While Djokovic will be allowed to play for now, there could be more trouble brewing.
Immigration minister Alex Hawke has the powers to overrule the judge’s verdict and, in a statement on Monday, suggested he could do exactly that.
“It remains within immigration minister Hawke’s discretion to consider cancelling Mr Djokovic’s visa under his personal power of cancellation within the Migration Act,” it read.
“The minister is considering the matter and the process remains ongoing.”
And the federal government is now looking into whether Djokovic lied on his travel entry form.
Specifically, they’re examining whether the world No 1 was correct when saying he’d not travelled in the previous 14 days.
Regardless of the outcome, however, former New Zealand immigration minister Sir Kerry Burke called on Hawke to kick Djokovic out of the country and the competition.

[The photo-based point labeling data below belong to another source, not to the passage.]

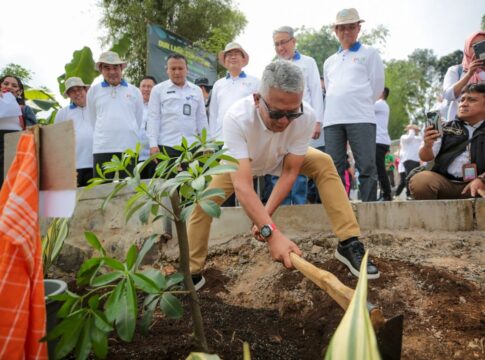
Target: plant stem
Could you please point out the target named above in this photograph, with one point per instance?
(185, 270)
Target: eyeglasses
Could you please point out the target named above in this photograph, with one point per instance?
(278, 114)
(282, 42)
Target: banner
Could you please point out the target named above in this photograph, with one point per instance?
(162, 43)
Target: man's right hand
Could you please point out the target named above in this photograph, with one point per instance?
(280, 248)
(430, 136)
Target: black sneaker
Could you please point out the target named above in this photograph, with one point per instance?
(198, 280)
(351, 255)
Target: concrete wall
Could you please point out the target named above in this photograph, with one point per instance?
(117, 235)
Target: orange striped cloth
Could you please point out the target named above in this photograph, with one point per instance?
(22, 304)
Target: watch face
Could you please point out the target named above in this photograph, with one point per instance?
(266, 231)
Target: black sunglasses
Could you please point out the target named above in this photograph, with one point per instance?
(278, 114)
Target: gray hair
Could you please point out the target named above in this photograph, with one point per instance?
(282, 75)
(286, 29)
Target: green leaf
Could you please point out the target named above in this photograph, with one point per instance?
(126, 317)
(144, 283)
(210, 208)
(83, 347)
(94, 242)
(171, 306)
(113, 263)
(199, 183)
(221, 169)
(106, 278)
(355, 337)
(131, 256)
(147, 245)
(112, 306)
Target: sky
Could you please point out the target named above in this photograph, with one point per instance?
(42, 35)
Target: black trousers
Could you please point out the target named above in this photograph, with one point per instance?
(384, 184)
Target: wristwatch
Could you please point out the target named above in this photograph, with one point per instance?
(267, 230)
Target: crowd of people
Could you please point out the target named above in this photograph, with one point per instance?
(294, 127)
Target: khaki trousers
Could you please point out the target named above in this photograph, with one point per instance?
(317, 166)
(429, 185)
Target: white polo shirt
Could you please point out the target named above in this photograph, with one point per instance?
(225, 92)
(313, 90)
(116, 113)
(83, 132)
(246, 137)
(381, 110)
(175, 112)
(354, 80)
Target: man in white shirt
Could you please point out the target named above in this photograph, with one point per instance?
(115, 109)
(146, 86)
(354, 80)
(285, 47)
(76, 111)
(268, 133)
(176, 109)
(458, 153)
(234, 86)
(383, 144)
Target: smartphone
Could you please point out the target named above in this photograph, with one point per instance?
(479, 49)
(433, 118)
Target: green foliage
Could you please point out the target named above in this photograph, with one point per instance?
(354, 338)
(17, 70)
(82, 65)
(53, 241)
(207, 23)
(110, 302)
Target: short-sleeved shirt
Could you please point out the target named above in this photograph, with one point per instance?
(246, 137)
(175, 112)
(83, 132)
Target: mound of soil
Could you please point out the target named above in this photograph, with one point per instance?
(434, 279)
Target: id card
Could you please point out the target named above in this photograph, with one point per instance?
(469, 172)
(187, 110)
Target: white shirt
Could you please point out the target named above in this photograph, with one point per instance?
(145, 146)
(381, 110)
(312, 93)
(225, 92)
(354, 80)
(456, 167)
(83, 132)
(410, 144)
(116, 114)
(246, 137)
(175, 112)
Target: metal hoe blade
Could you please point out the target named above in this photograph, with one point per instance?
(389, 338)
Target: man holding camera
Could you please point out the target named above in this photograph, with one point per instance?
(458, 153)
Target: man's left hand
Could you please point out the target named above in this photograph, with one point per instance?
(317, 131)
(475, 187)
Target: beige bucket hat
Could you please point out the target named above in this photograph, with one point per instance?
(347, 16)
(110, 57)
(233, 46)
(72, 82)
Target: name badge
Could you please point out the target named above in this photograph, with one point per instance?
(187, 109)
(469, 172)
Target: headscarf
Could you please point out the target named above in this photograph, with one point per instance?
(468, 55)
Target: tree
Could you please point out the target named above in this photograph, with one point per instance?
(17, 70)
(207, 23)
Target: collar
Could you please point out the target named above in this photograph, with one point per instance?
(354, 48)
(122, 83)
(242, 74)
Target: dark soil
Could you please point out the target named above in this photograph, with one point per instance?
(284, 316)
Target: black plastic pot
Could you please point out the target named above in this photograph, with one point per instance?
(52, 287)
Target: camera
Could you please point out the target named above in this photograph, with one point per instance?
(433, 118)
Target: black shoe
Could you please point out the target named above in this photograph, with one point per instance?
(351, 255)
(198, 280)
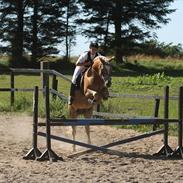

“Federal Immigration Minister Alex Hawke has the power, under Australian law, to cancel Novak Djokovic’s visa,” he said.
“No amount of comment by Judge Anthony Kelly can deny the minister’s power.
“If the law requires everybody entering Australia to have two COVID-19 vaccinations, with appropriate time separation between the first and the second and, if Djokovic cannot meet this test, then his attempt to stay in Australia must fail.
“That will be minister Hawke’s call and it should be made.”